The bulk of our work amounted to establishing a general language and formalism for the inclusion of MHOU when multiple processes are considered at once in the global PDF fit, constructing prescriptions for estimating these MHOU by means of scale variation, and for validating them in cases in which the higher order corrections are known. The formalism presented here is sufficiently flexible that it can also be applied to different sources of theoretical uncertainty, such as nuclear corrections or higher twists, and could also be used in conjunction with alternative ways of estimating MHOU, such as for example the Cacciari–Houdeau method.

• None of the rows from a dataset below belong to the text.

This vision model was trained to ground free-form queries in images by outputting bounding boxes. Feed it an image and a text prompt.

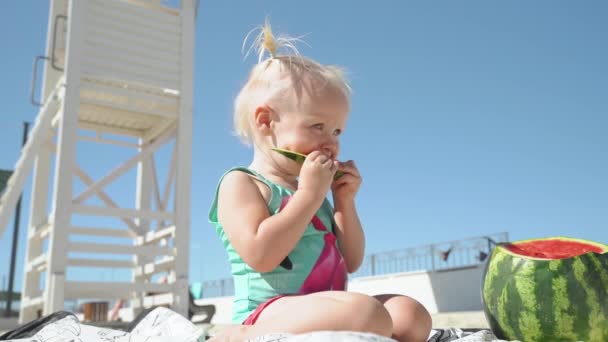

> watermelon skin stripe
[481,240,608,342]
[549,260,576,341]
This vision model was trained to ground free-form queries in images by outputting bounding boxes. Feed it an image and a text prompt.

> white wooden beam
[68,258,135,268]
[68,226,137,239]
[73,127,174,203]
[65,281,173,299]
[74,165,139,235]
[73,204,175,222]
[68,242,175,257]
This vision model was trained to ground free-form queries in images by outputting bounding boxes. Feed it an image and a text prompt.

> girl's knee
[347,293,393,336]
[384,296,432,341]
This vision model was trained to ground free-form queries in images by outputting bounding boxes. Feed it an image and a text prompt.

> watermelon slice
[482,237,608,342]
[272,147,344,179]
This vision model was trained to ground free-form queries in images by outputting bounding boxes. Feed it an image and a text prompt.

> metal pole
[4,121,30,317]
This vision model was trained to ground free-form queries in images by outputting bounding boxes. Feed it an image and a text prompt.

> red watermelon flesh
[504,239,606,259]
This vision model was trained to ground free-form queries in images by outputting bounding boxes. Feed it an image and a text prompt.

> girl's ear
[254,105,273,135]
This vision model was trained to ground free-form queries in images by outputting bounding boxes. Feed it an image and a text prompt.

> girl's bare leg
[211,291,393,342]
[374,294,432,342]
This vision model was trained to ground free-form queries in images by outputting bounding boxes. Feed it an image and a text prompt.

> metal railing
[197,232,509,298]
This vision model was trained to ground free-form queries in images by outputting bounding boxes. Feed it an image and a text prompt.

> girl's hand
[331,160,363,204]
[298,151,338,199]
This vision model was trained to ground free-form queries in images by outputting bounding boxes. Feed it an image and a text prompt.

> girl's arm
[218,172,322,272]
[331,160,365,273]
[334,199,365,273]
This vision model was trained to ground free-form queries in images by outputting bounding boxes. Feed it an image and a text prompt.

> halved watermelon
[482,237,608,342]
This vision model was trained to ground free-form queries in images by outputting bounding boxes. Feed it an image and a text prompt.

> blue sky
[0,0,608,289]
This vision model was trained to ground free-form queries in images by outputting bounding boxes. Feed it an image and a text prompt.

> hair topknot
[241,18,306,63]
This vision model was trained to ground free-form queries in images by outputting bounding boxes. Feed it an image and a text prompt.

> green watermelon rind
[481,237,608,342]
[272,147,344,179]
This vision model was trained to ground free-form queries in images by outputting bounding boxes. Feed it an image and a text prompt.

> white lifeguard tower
[0,0,197,322]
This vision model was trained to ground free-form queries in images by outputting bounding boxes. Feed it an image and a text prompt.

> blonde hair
[233,20,351,144]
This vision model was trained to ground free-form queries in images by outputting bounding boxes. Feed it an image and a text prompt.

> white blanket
[6,307,516,342]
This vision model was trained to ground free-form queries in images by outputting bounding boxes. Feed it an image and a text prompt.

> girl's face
[272,85,349,160]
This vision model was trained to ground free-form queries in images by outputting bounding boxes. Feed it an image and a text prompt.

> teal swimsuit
[209,168,347,323]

The validation studies presented here suggest however that the conventional scale variation method to estimate the MHOU works remarkably well. Indeed, when coupled to the theory covariance matrix formalism that we introduced, this method turns out to be free of the instabilities that plague envelope techniques, and it leads to results which appear to be reasonably stable and thus insensitive to the arbitrary choices that are inherent to its implementation. The reason for these properties is essentially that, within a covariance matrix approach, possible directions which do not correspond to actual MHO have no impact on the fitting.

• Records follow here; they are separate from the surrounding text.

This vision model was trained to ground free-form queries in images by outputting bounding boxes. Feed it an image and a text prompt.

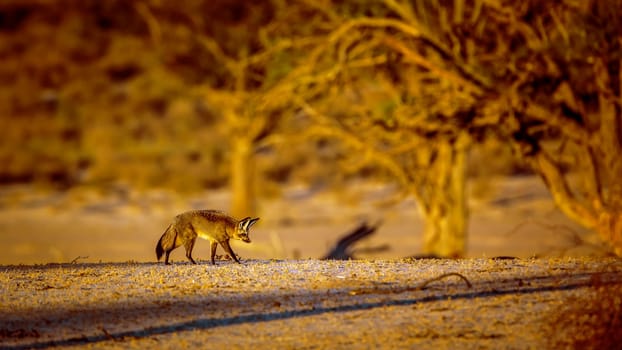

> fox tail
[156,224,175,261]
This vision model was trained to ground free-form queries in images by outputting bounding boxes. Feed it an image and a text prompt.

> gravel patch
[0,258,622,349]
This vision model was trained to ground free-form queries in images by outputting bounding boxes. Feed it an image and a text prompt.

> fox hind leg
[210,242,218,265]
[220,241,241,264]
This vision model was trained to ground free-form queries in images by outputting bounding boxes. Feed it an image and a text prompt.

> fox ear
[248,218,259,228]
[238,216,251,230]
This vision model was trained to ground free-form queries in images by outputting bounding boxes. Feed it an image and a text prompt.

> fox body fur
[156,210,259,265]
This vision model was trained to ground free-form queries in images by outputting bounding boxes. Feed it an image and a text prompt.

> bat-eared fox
[156,210,259,265]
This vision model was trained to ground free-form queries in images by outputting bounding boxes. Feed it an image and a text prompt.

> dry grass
[547,266,622,349]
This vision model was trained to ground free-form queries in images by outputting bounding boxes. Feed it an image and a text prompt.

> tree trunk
[230,136,256,218]
[422,137,468,258]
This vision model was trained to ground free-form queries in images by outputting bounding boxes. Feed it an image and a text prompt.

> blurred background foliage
[0,0,508,192]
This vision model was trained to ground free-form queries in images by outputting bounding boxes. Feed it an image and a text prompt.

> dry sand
[0,178,622,349]
[0,258,622,349]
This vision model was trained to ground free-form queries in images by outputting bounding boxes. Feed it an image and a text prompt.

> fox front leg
[184,239,197,265]
[220,241,241,264]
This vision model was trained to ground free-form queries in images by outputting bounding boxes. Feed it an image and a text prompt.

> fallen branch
[350,272,473,295]
[69,255,89,264]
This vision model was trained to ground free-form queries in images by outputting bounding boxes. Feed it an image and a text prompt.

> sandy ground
[0,177,622,349]
[0,177,616,265]
[0,258,622,349]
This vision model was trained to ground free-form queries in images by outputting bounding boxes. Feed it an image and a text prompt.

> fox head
[233,217,259,243]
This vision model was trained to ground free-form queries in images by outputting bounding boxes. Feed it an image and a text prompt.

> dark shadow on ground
[0,272,622,349]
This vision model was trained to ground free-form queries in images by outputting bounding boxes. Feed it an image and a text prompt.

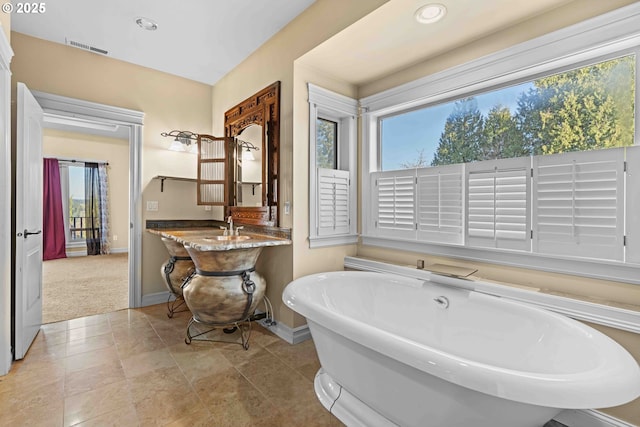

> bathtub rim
[282,271,640,409]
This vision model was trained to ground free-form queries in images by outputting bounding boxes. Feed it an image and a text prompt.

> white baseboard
[258,319,311,344]
[65,248,129,258]
[65,249,87,258]
[140,291,170,307]
[554,409,638,427]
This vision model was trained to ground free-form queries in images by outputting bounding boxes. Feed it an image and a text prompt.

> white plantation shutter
[625,145,640,264]
[316,168,349,236]
[466,157,531,251]
[533,148,624,261]
[371,169,416,239]
[417,164,465,244]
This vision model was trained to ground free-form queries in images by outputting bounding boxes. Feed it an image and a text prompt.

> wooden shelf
[153,175,198,193]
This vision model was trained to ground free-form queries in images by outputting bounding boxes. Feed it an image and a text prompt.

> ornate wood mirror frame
[224,81,280,226]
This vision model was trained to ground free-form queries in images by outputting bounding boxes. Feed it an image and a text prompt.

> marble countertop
[147,227,291,251]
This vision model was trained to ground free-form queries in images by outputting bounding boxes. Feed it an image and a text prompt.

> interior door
[14,83,43,360]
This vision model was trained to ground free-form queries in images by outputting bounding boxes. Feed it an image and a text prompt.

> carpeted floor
[42,253,129,323]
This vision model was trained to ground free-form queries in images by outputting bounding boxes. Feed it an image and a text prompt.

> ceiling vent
[64,38,109,55]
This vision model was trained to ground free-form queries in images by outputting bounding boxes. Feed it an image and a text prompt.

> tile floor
[0,305,342,427]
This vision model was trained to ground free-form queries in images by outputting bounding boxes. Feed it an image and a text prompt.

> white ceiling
[302,0,572,85]
[11,0,315,85]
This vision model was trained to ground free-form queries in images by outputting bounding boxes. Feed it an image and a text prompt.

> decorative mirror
[224,82,280,226]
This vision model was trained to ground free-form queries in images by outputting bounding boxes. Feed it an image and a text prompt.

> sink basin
[214,236,251,241]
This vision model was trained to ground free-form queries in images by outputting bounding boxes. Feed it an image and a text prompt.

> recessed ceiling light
[415,3,447,24]
[136,16,158,31]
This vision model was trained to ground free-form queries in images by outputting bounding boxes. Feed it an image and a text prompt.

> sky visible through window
[381,82,533,170]
[69,166,84,200]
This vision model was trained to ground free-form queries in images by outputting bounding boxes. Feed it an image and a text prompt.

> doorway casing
[33,91,144,308]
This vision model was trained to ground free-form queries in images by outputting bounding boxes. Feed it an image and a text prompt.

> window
[316,117,338,169]
[361,6,640,282]
[308,84,358,248]
[59,161,87,247]
[380,54,636,170]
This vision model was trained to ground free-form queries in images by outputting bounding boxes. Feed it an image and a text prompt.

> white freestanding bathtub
[283,271,640,427]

Our results however also suggest that even more realistic estimates of MHOU might be obtained through more complex patterns of scale variation than those considered here. Specifically, a more refined treatment of factorization scale variation is likely to be advantageous, in which independent variation is performed for each eigenvalue of the anomalous dimension matrix. Also, it might be advantageous to vary independently the renormalization scales in different partonic sub-channels. Indeed, we have observed from the validation of our estimate of MHOU, while always reasonably successful for the datasets considered here, deteriorates as the size of the dataset increases, which suggests that more complex structures might be required. Here we have performed a first investigation, and the exploration of these more complex patterns of scale variation will be left for future work.

On the phenomenological side, our results show that at least at NLO the main effect of the inclusion of MHOU in PDF determination is to improve the accuracy of the result, while not significantly reducing its precision. Indeed, whenever experimental information is abundant, in particular for a global dataset, we have found that the total PDF uncertainty is only moderately affected by the inclusion of MHOU – in fact, for the datapoints included in PDF determination it even decreases – but the central value moves closer to the true result. Moreover, the fit quality improves, thereby showing that the main effect of the inclusion of MHOU is in reducing tensions between datasets due to imperfections in their theoretical description.

The most interesting future phenomenological development will be of course the extension of our methodology to the determination of MHOU in a state-of-the-art global NNLO PDF set. It will be interesting to assess to what extent the behaviour observed at NLO persists there. More generally, the inclusion of MHOU at NNLO is expected to lead to the most precise and accurate PDF sets that can be determined with currently available theoretical and experimental information.